Looking above, the MSE's look comparable. Due to computational limitations I will select the first grid corresponding to a MSE of ~17.96 as it will reduce runtime.

In [116]:
selected_parameters = {'max_iterations': 100, 'n_estimators': 100}

## Fitting the Model

Below I fit the model on the entirety of the training set, and evaluate its performance on the test set that was left aside.

In [117]:
train_clusters = X_train_meta['patient']
z_train = X_train_meta[['Z']]
X_train_meta = X_train_meta.drop(['patient','Z'], axis=1)
z_test = X_test_meta[['Z']]
test_clusters = X_test_meta['patient']
X_test_meta = X_test_meta.drop(['patient','Z'], axis=1)
mrf = MERF(**selected_parameters)
mrf.fit(X_train_meta, z_train, train_clusters, y_train_meta)

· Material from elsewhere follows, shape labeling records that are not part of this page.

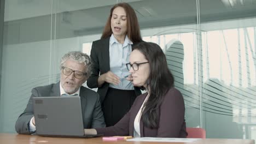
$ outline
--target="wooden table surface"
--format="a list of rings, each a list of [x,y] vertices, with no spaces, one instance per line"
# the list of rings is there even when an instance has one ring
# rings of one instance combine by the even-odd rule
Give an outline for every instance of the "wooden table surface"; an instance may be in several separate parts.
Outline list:
[[[90,139],[85,138],[60,138],[60,137],[43,137],[37,135],[19,135],[16,134],[0,134],[0,143],[1,144],[51,144],[51,143],[134,143],[134,144],[183,144],[183,143],[221,143],[221,144],[253,144],[253,140],[242,140],[242,139],[201,139],[193,142],[135,142],[126,141],[126,140],[118,140],[118,141],[106,142],[102,141],[102,137],[95,137]]]

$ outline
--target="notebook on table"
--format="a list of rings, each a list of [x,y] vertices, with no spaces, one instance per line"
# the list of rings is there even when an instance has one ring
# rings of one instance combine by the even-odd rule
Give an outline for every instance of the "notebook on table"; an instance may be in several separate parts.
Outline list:
[[[33,98],[36,133],[50,137],[93,137],[84,135],[80,97]]]

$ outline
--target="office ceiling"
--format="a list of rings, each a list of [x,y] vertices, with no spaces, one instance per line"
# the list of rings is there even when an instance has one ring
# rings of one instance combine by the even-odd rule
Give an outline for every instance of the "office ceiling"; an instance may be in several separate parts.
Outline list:
[[[98,33],[111,7],[121,1],[135,9],[142,29],[197,22],[196,0],[5,0],[4,21],[50,17],[56,13],[59,29],[75,35]],[[256,16],[256,0],[200,0],[199,8],[201,22]]]

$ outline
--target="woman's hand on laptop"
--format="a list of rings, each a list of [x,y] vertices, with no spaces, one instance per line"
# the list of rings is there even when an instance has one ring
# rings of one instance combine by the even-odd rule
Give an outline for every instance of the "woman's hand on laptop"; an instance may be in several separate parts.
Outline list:
[[[85,129],[84,135],[97,135],[97,131],[95,129]]]

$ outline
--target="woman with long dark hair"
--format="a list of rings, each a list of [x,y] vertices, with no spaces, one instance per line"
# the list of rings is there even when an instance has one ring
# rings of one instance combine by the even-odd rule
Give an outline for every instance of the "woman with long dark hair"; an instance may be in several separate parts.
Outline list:
[[[85,129],[85,133],[186,137],[183,98],[173,87],[173,77],[160,46],[139,43],[134,46],[126,65],[133,84],[144,87],[147,92],[136,98],[129,112],[114,126]]]
[[[90,88],[98,88],[107,127],[114,125],[141,94],[125,77],[125,64],[134,45],[142,41],[136,15],[127,3],[115,4],[110,10],[101,39],[92,43],[92,74],[87,80]],[[130,77],[131,76],[130,76]]]

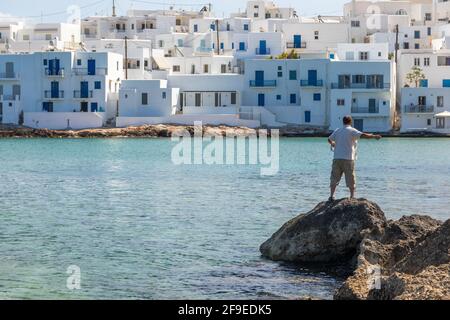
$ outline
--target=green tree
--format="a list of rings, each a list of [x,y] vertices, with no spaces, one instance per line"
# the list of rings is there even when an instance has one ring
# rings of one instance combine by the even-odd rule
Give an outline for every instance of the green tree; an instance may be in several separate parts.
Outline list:
[[[420,80],[425,79],[425,74],[418,66],[412,67],[411,71],[406,75],[406,82],[414,84],[416,88],[419,86]]]

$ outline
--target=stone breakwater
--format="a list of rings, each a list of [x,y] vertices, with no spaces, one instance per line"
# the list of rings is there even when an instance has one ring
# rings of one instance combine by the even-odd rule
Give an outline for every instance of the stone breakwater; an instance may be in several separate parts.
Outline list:
[[[345,265],[337,300],[449,300],[450,220],[412,215],[387,220],[368,200],[318,204],[261,245],[266,258]]]

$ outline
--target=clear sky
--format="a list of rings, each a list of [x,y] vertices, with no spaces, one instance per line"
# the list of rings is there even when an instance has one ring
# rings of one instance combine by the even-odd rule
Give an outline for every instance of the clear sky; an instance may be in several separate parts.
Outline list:
[[[278,0],[279,6],[292,6],[299,15],[314,16],[341,15],[342,5],[350,0]],[[246,0],[116,0],[118,14],[125,14],[131,7],[135,9],[168,9],[169,6],[186,10],[199,10],[202,4],[211,2],[213,12],[218,17],[245,9]],[[67,21],[68,8],[81,7],[81,16],[111,14],[112,0],[1,0],[0,16],[12,15],[28,17],[33,22]]]

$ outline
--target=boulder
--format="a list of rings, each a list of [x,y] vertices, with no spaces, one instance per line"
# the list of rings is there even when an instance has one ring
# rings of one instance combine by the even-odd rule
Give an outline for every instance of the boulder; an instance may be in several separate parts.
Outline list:
[[[264,257],[296,262],[348,262],[361,241],[379,237],[387,221],[365,199],[322,202],[281,227],[261,245]]]
[[[450,220],[387,221],[365,199],[320,203],[261,245],[263,256],[300,263],[347,262],[337,300],[450,299]]]

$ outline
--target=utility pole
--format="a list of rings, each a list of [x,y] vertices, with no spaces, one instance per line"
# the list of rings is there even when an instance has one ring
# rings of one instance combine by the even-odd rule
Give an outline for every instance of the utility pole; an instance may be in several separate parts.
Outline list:
[[[217,55],[220,55],[219,19],[216,19]]]
[[[125,36],[125,80],[128,80],[128,37]]]
[[[398,24],[395,25],[395,63],[397,64],[398,59],[398,49],[399,49],[399,43],[398,43]]]
[[[116,17],[116,1],[113,0],[113,17]]]

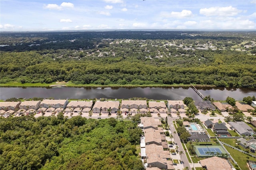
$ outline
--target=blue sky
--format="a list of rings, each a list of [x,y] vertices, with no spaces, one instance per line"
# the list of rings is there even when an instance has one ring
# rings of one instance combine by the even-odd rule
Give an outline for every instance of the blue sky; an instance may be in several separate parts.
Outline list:
[[[1,31],[256,30],[256,0],[0,1]]]

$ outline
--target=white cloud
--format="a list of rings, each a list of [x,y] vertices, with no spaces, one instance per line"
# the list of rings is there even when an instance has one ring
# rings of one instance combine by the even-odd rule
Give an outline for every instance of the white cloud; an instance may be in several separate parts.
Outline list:
[[[107,16],[110,16],[111,15],[110,13],[108,12],[106,12],[104,11],[101,11],[100,12],[100,14],[101,15],[104,15]]]
[[[4,28],[14,28],[14,27],[15,26],[13,25],[9,24],[4,25]]]
[[[107,25],[101,24],[98,26],[98,28],[101,29],[111,29],[111,28]]]
[[[135,22],[132,24],[132,26],[134,27],[145,27],[146,26],[146,24],[144,23],[140,23],[138,22]]]
[[[122,27],[126,27],[127,26],[126,24],[119,24],[119,26]]]
[[[61,10],[62,8],[56,4],[48,4],[47,5],[44,6],[45,8],[49,9],[49,10]]]
[[[60,22],[72,22],[72,20],[70,19],[62,19]]]
[[[113,6],[112,5],[107,5],[105,6],[105,9],[107,10],[111,10],[113,8]]]
[[[182,10],[181,12],[175,12],[172,11],[170,14],[166,13],[162,13],[162,15],[165,17],[182,18],[190,17],[193,15],[193,13],[192,13],[192,12],[191,12],[191,11],[184,10]]]
[[[107,3],[111,3],[112,4],[118,4],[124,3],[122,0],[104,0],[105,2]]]
[[[184,25],[187,26],[192,26],[196,25],[197,23],[195,21],[188,21],[184,23]]]
[[[122,11],[127,11],[127,8],[124,8],[121,10]]]
[[[74,4],[70,2],[62,2],[60,5],[62,7],[66,8],[74,8]]]
[[[242,10],[238,10],[236,8],[229,6],[226,7],[215,7],[202,8],[200,9],[200,14],[206,16],[232,16],[237,15],[242,11]]]

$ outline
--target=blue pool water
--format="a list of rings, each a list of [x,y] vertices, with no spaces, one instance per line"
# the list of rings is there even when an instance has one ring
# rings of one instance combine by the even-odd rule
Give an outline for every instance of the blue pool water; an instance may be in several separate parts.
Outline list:
[[[190,127],[191,127],[191,128],[192,128],[192,130],[198,130],[197,128],[196,128],[196,127],[194,125],[193,125],[193,124],[190,125]]]

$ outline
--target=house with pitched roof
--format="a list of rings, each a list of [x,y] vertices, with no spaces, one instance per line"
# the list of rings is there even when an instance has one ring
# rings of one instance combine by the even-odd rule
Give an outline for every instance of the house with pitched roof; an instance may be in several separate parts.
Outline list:
[[[254,108],[244,102],[237,101],[236,102],[236,106],[238,109],[242,112],[247,112],[248,110],[254,110]]]
[[[0,110],[4,111],[17,110],[19,109],[20,102],[0,102]]]
[[[252,128],[244,122],[230,121],[228,124],[241,136],[249,136],[255,134]]]
[[[40,107],[40,101],[24,101],[20,103],[19,106],[20,109],[28,110],[33,109],[35,110],[38,109]]]
[[[204,122],[204,125],[207,128],[212,128],[213,127],[213,123],[210,120],[207,120]]]
[[[148,107],[149,111],[151,113],[166,113],[167,109],[164,101],[157,102],[149,101]]]
[[[182,100],[178,101],[168,101],[168,109],[170,110],[171,108],[173,108],[176,110],[179,109],[184,109],[186,105],[184,104],[183,101]]]
[[[226,102],[213,102],[212,104],[221,112],[226,111],[227,109],[234,109],[232,106]]]
[[[49,108],[53,107],[57,109],[61,107],[65,109],[68,105],[68,100],[43,100],[40,103],[40,107]]]
[[[126,113],[146,113],[148,111],[146,100],[122,100],[121,111]]]
[[[218,156],[200,160],[200,164],[207,170],[232,170],[233,168],[226,160]]]

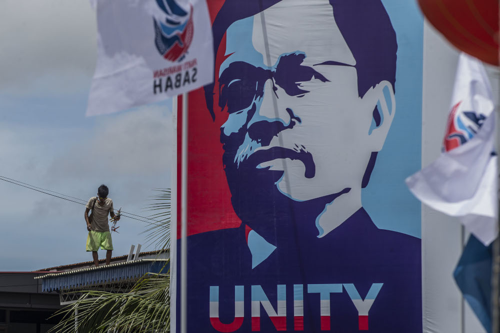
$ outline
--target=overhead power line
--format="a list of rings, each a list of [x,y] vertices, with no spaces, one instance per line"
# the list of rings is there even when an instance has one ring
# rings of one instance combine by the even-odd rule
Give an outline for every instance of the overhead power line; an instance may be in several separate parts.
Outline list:
[[[4,181],[6,182],[7,183],[14,184],[14,185],[18,185],[18,186],[22,186],[22,187],[24,187],[26,188],[32,190],[33,191],[36,191],[36,192],[40,192],[40,193],[43,193],[44,194],[47,194],[48,195],[50,195],[52,197],[55,197],[56,198],[58,198],[59,199],[62,199],[63,200],[66,200],[68,201],[74,202],[74,203],[78,204],[79,205],[82,205],[84,206],[86,206],[88,203],[87,200],[84,200],[83,199],[79,199],[75,197],[72,197],[70,196],[67,195],[66,194],[64,194],[62,193],[56,192],[55,191],[52,191],[50,190],[47,190],[46,189],[42,188],[41,187],[34,186],[34,185],[32,185],[27,183],[20,182],[18,180],[16,180],[16,179],[12,179],[12,178],[10,178],[4,176],[0,176],[0,180],[3,180]],[[48,192],[52,192],[52,193],[48,193]],[[56,194],[58,194],[59,195],[56,195],[55,194],[52,194],[52,193],[56,193]],[[64,197],[66,197],[65,198]],[[68,199],[68,198],[70,198],[71,199]],[[75,200],[72,200],[72,199],[75,199]],[[78,201],[76,201],[75,200],[79,200],[82,202]],[[94,206],[94,208],[97,208],[98,209],[103,209],[103,210],[104,209],[104,208],[100,208],[100,207],[98,207],[98,206]],[[150,224],[153,224],[154,225],[160,225],[156,224],[156,223],[152,223],[152,222],[150,222],[150,221],[152,221],[155,222],[158,222],[158,223],[162,223],[162,221],[158,221],[157,220],[152,219],[148,217],[146,217],[144,216],[141,216],[140,215],[138,215],[134,214],[132,214],[132,213],[128,213],[123,210],[122,210],[120,212],[120,214],[122,216],[128,217],[130,219],[132,219],[133,220],[136,220],[137,221],[140,221],[142,222],[150,223]],[[144,220],[140,220],[140,219],[136,218],[134,217],[133,217],[134,216],[140,218],[140,219],[143,219]],[[148,221],[144,221],[144,220],[146,220]]]

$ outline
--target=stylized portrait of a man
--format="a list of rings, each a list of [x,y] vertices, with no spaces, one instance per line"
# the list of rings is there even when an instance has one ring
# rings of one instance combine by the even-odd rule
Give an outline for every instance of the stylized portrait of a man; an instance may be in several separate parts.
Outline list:
[[[362,202],[396,114],[380,0],[227,0],[213,30],[226,49],[206,95],[228,114],[242,223],[188,238],[188,331],[421,332],[420,240]]]

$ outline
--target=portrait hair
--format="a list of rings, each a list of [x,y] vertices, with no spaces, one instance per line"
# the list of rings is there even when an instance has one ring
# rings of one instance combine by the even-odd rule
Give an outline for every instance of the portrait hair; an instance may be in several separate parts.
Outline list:
[[[226,0],[212,26],[214,54],[216,55],[231,24],[260,12],[281,0]],[[358,74],[359,96],[362,97],[370,88],[384,80],[390,82],[395,90],[398,42],[396,31],[381,0],[329,0],[329,2],[339,30],[356,61],[354,67]],[[214,89],[214,83],[204,87],[207,108],[213,120],[215,119]],[[378,126],[380,116],[376,106],[373,114],[376,125]],[[363,176],[363,188],[368,184],[376,156],[377,152],[372,152]]]

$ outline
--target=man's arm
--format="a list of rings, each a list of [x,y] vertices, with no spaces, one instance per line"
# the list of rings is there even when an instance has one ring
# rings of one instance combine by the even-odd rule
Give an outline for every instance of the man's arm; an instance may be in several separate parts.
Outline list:
[[[87,224],[87,230],[90,231],[90,224],[88,222],[88,212],[90,211],[90,208],[85,209],[85,222]]]
[[[114,214],[114,210],[113,208],[113,201],[111,201],[111,206],[110,206],[110,216],[112,219],[114,219],[115,221],[118,221],[120,219],[120,215],[116,215]],[[116,218],[114,217],[116,216]]]

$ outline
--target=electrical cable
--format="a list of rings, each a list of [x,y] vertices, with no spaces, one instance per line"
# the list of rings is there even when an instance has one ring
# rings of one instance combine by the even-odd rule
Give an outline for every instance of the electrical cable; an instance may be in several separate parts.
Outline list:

<merf.merf.MERF at 0x12891ab70>

In [119]:
predictions = mrf.predict(X_test_meta, z_test, test_clusters)
mse = mean_squared_error(y_test_meta, predictions)
print(mse)

26.234772335300683


The model achieved a relatively low MSE! However this result must be taken with a large grain of salt, as it is entirely dependent on each train/test split. A different split (modifying random_state), could give a much different result.